If a shop ‘pops up’ then one imagines it will pop down again pretty soon - after Christmas, say, which is the peak period for such temporary stores. But in the case of the new Boxpark in London’s uber-trendy Shoreditch – described as ‘the world’s first pop-up mall’, it’s there for five years. Assuming enough people go there to buy stuff.

It’s a two-storey assemblage of modified black-painted shipping containers – each container a little shop or cafe. Architects are Waugh Thistleton, the client is entrepreneurial retailer and brandsmith Roger Wade, the land is owned by developers Hammerson and Ballymore. It lies alongside the raised viaduct and Shoreditch High Street station of the new Overground line, which smashed through what was previously the derelict Shoreditch goods yard, leaving tracts of developable land. Directly opposite is the creative-industries hub of Derwent London’s Tea Building, part of which is the Shoreditch House club and hotel. The clothes and the haircuts round here tell you that this is Trend Central. So do the brands represented – allegedly indie, but with some very mainstream names included such as Nike and Diesel. 

At ground level the containers are set end-on to the street, making a sequence of small shop fronts, each with a pair of metal-framed glass doors. On the timber deck above, given over to food outlets, they run the other way, parallel with the street, in clusters: apart from an alley running down the middle, the open space is given over to built-in wooden tables and benches. These are elevated food courts - though on the cold, windy Monday I visited, it was deserted and the cafe owners were looking a bit desperate. 

Given its five-year licence, all the usual building requirements had to be met, such as disabled access to the upper deck: a small bolt-on lift at the back does the trick. Fit-out was done by the individual retailers who also had to insulate them to the relevant standards. (Sprayfoam was one option used). There are main drains and toilets. There is neat LED lighting, plus discreet security cameras and a patrolling guard. But its temporary nature is certainly given away when you get round the back and look at the mess of storage containers, aircon units and Heath Robinson ductwork.

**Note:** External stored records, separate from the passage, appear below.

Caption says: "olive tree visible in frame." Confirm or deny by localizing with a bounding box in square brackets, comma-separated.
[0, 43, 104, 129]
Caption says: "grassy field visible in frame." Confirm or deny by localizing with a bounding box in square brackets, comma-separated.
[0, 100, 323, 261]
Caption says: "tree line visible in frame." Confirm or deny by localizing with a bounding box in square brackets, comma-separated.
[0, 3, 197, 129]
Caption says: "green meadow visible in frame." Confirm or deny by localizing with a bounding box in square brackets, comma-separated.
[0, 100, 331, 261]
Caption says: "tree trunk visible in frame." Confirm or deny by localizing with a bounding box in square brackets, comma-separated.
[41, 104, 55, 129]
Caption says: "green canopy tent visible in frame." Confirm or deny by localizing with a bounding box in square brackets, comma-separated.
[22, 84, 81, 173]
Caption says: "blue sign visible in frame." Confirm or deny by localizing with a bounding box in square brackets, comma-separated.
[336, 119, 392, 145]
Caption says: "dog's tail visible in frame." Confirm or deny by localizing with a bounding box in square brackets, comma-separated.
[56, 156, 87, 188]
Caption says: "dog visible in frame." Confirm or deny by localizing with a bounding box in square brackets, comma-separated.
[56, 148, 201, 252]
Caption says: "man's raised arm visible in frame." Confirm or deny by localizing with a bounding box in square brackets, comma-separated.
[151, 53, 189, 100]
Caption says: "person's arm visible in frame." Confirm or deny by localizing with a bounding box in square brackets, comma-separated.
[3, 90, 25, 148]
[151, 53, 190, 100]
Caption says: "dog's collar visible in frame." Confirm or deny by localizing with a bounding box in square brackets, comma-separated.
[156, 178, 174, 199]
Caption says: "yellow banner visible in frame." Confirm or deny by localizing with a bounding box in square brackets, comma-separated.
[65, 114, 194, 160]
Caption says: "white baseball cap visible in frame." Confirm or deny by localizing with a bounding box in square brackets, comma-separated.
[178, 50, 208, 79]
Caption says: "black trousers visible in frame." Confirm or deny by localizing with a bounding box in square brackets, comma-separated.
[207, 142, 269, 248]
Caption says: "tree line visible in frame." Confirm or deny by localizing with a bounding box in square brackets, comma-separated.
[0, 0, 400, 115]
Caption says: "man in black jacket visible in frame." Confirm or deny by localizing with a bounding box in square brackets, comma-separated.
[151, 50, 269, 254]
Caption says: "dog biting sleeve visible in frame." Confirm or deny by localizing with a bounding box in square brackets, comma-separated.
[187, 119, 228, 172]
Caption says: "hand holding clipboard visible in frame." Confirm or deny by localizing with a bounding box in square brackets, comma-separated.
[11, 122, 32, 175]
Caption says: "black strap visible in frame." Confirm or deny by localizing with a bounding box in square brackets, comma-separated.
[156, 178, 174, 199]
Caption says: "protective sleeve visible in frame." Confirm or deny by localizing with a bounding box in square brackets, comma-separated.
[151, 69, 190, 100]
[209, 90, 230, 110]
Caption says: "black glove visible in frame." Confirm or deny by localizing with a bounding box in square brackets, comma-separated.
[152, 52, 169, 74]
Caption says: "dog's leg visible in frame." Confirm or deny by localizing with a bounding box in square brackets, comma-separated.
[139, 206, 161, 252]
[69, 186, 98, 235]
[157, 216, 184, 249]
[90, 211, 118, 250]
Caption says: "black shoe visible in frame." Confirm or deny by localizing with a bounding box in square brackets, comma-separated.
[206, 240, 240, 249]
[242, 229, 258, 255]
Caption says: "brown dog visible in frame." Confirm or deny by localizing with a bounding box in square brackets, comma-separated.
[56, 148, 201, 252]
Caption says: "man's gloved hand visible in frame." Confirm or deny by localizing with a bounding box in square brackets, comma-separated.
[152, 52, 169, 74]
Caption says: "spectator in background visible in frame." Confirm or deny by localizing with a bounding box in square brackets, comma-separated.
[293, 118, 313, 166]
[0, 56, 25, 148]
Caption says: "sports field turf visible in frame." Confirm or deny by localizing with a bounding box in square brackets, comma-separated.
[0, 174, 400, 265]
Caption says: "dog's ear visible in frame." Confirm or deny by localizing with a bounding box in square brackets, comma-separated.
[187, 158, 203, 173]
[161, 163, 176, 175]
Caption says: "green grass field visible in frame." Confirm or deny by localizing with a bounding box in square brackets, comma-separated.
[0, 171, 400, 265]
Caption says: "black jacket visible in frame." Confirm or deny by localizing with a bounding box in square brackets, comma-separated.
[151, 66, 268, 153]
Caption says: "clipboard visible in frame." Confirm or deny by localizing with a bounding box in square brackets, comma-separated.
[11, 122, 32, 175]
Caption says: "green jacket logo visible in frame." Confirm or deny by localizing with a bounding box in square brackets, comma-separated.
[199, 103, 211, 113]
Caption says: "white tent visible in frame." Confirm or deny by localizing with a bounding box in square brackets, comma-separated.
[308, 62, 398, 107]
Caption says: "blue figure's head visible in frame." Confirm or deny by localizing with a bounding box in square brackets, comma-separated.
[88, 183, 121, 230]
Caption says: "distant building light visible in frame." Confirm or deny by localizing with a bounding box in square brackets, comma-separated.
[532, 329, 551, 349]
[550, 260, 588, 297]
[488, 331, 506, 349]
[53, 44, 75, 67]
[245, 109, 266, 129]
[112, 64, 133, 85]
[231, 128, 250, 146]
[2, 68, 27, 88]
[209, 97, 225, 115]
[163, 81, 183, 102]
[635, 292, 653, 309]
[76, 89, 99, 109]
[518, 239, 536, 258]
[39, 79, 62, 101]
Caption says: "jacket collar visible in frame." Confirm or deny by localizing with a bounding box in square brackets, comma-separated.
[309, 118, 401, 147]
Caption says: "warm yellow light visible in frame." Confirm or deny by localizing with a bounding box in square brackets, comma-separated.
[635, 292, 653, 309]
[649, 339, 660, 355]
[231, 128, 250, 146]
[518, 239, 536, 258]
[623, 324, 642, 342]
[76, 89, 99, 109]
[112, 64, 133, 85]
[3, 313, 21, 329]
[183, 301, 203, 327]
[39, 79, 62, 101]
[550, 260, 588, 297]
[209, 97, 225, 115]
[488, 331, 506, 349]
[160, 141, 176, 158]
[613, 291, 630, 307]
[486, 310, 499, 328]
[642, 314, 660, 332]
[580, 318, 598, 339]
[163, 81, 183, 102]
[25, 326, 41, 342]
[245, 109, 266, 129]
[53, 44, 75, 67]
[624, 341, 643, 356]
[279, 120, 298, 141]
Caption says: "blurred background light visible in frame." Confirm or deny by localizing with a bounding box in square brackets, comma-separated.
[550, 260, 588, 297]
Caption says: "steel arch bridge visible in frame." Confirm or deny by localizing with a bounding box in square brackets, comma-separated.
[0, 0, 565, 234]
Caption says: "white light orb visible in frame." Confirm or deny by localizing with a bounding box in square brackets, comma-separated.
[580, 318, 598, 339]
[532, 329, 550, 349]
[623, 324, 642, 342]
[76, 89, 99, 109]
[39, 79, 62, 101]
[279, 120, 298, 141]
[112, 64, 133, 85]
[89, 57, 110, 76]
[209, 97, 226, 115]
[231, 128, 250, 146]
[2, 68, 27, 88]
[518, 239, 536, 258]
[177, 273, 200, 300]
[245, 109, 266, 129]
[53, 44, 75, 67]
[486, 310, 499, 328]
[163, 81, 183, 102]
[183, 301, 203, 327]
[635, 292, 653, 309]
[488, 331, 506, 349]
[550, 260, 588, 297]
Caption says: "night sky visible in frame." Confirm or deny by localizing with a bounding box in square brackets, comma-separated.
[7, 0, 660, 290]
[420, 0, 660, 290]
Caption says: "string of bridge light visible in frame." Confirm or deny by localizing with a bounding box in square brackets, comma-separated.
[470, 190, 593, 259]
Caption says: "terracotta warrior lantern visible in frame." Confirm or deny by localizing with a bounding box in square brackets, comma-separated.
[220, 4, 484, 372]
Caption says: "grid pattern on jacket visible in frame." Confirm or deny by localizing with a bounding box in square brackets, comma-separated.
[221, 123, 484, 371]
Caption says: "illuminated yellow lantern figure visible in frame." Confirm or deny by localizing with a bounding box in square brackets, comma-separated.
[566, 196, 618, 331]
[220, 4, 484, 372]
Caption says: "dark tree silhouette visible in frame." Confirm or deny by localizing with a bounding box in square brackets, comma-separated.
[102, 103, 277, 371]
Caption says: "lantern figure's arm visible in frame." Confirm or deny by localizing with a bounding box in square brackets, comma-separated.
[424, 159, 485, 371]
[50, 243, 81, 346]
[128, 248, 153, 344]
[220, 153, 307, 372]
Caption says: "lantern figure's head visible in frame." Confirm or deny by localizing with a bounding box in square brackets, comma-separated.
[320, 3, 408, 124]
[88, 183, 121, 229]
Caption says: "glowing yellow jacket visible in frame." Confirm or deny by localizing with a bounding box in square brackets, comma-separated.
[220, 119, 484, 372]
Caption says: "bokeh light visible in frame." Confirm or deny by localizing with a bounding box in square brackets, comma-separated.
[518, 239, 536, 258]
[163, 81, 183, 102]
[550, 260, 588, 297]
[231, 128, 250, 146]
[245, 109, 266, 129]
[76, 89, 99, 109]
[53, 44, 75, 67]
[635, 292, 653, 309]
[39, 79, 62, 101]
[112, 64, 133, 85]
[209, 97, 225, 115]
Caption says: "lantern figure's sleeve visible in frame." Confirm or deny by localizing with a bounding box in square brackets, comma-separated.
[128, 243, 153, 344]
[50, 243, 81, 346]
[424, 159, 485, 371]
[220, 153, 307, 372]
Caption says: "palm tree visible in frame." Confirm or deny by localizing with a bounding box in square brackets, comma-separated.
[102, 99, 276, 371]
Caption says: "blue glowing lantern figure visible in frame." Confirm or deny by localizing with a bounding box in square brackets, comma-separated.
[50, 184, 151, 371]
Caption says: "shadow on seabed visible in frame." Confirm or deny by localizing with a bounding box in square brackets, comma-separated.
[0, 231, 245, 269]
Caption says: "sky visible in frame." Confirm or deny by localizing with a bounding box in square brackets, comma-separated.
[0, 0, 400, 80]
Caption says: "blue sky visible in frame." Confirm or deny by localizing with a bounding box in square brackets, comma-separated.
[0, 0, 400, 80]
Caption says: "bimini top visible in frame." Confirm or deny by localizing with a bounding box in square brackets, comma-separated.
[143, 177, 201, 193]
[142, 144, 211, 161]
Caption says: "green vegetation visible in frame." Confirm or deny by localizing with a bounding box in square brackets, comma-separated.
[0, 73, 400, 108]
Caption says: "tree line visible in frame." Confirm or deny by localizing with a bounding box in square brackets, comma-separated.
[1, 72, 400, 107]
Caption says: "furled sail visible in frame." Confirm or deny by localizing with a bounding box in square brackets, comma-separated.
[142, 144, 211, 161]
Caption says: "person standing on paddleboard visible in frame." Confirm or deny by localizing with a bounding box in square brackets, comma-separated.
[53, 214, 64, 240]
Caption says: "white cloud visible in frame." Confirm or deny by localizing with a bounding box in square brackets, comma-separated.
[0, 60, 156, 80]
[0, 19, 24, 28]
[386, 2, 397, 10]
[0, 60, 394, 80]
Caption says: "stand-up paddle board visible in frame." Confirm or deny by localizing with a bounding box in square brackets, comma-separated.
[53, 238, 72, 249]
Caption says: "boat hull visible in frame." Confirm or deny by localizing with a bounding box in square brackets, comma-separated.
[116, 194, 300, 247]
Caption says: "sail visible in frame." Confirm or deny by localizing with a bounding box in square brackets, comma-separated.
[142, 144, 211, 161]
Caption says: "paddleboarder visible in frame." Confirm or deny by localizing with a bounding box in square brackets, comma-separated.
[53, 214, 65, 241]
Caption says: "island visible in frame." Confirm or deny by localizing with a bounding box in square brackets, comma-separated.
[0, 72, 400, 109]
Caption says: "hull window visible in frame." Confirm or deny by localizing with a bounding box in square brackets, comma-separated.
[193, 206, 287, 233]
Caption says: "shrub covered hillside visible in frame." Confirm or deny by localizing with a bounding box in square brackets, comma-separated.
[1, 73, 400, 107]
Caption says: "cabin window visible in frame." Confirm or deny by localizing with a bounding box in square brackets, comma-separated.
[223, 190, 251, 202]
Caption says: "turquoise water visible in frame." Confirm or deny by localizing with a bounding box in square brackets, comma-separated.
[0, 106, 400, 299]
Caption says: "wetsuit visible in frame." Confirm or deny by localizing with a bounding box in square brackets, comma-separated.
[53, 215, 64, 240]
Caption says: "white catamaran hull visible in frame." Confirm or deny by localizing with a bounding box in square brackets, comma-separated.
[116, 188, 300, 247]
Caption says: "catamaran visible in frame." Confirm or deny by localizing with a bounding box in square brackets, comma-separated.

It’s ingenious, and being a long strip building it gives back the lost edge of the street at this point. But it can’t get away from the essential problem: the chosen module is a shipping container, and the proportions of these always feel wrong to me. Too narrow, too low, and in this configuration too deep and dark. But full marks for finding a use for an otherwise empty site: as we head back into recession we shall need more ideas like this. 

I await with interest (funding permitting) the next short-life building to arrive nearby: Ellis-Miller Architects’ “Hackney House” media and business centre for the Olympics. It will use the railway viaduct as its roof, and NOT deploy shipping containers.